Home: It was an absolute pleasure to have my uncle and his wife in our house. He is the eldest man in the family, with a lifetime of knowledge and experience. He just knows so much about everything. Even with stuff that he has no direct experience, he can relate to them and make sensible comments or suggestions about them. He is one of those people who is a joy to talk to. What’s more, he knows so much of our family history - stuff that has been passed down the family from generation to generation as well as things that have happened in the last three, four generations. I really wish that we live just a little closer so that I can pick up more of these family stories. There is just so much to learn and much of it is just fascinating. It is truly humbling to learn of the achievements of my forefathers.
Home: Road signs!!!!! They are really useful things, especially if you’re not familiar with the layouts of the lanes or need to get from one place to another.

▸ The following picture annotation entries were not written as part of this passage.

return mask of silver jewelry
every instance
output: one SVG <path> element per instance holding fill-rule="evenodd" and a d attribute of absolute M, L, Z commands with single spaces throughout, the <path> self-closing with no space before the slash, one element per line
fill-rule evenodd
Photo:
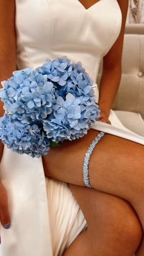
<path fill-rule="evenodd" d="M 83 180 L 84 184 L 85 186 L 87 186 L 88 188 L 92 188 L 92 186 L 90 185 L 89 182 L 89 178 L 88 178 L 88 162 L 90 160 L 90 156 L 92 155 L 92 153 L 97 143 L 99 141 L 99 139 L 103 137 L 106 133 L 104 133 L 103 131 L 101 131 L 97 136 L 95 137 L 95 139 L 93 140 L 92 142 L 90 144 L 90 146 L 88 148 L 88 150 L 87 152 L 85 154 L 84 156 L 84 165 L 83 165 Z"/>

However, why are they so hard to see? And why are they located so close to the junctions? Heathrow is not a location we frequent and certainly not in our car. After picking up my uncle, we returned to the car and proceeded to try to go home. I left the car park slip road and immediately presented with three lanes. Being not familiar with the area, I moved to the slow lane. Almost immediately, I noticed the lower corner of a road sign, but the top half was obscured by trees. A little further, I saw another sign and this one informed me that at the next junction, I needed to be on the fast lane to go to direction I wanted to go. There was no way for me to try to squeeze in there as there were two solid lanes of traffic. So we found ourselves traveling on the motorway in the opposite direction to where we want to go. Luckily, the next junction wasn’t far off, so I could turn around and get back to the right direction of travel.
Home: Neither the Ruler_of_spike nor I have any relatives living in the UK, so every time we have contact with them, someone has to do some traveling. For my relatives, they all live thousands of miles from the UK, so seeing them is not a frequent event. So it was with particular pleasure that one of my uncles decided to visit London for the first time in 22 years! We actually haven’t seen each other for over 15 years, with him being in western Canada. While I was waiting in the arrival area of Terminal 5 at Heathrow airport, I suddenly panicked - What if we didn’t recognize each other? After all, fifteen years is a long time even for the most familiar of people and we only briefly saw each other in the few years before then. A lot changes can occur in the intervening years. What really didn’t help was that the plane was delayed after landing as the taxing area was too busy to allow them to get to the assigned gate, but this was not relayed to the arrival display. The only information I had was that the plane has landed. After spending over ninety minutes concentrating on every person coming out of the secured area, I was getting tired and found it difficult to pick out faces in the crowd. Thankfully, despite years of not seeing each other, our faces are imprinted in our memory and even though both he and I looked different from all those years ago, we could recognize each other without much trouble.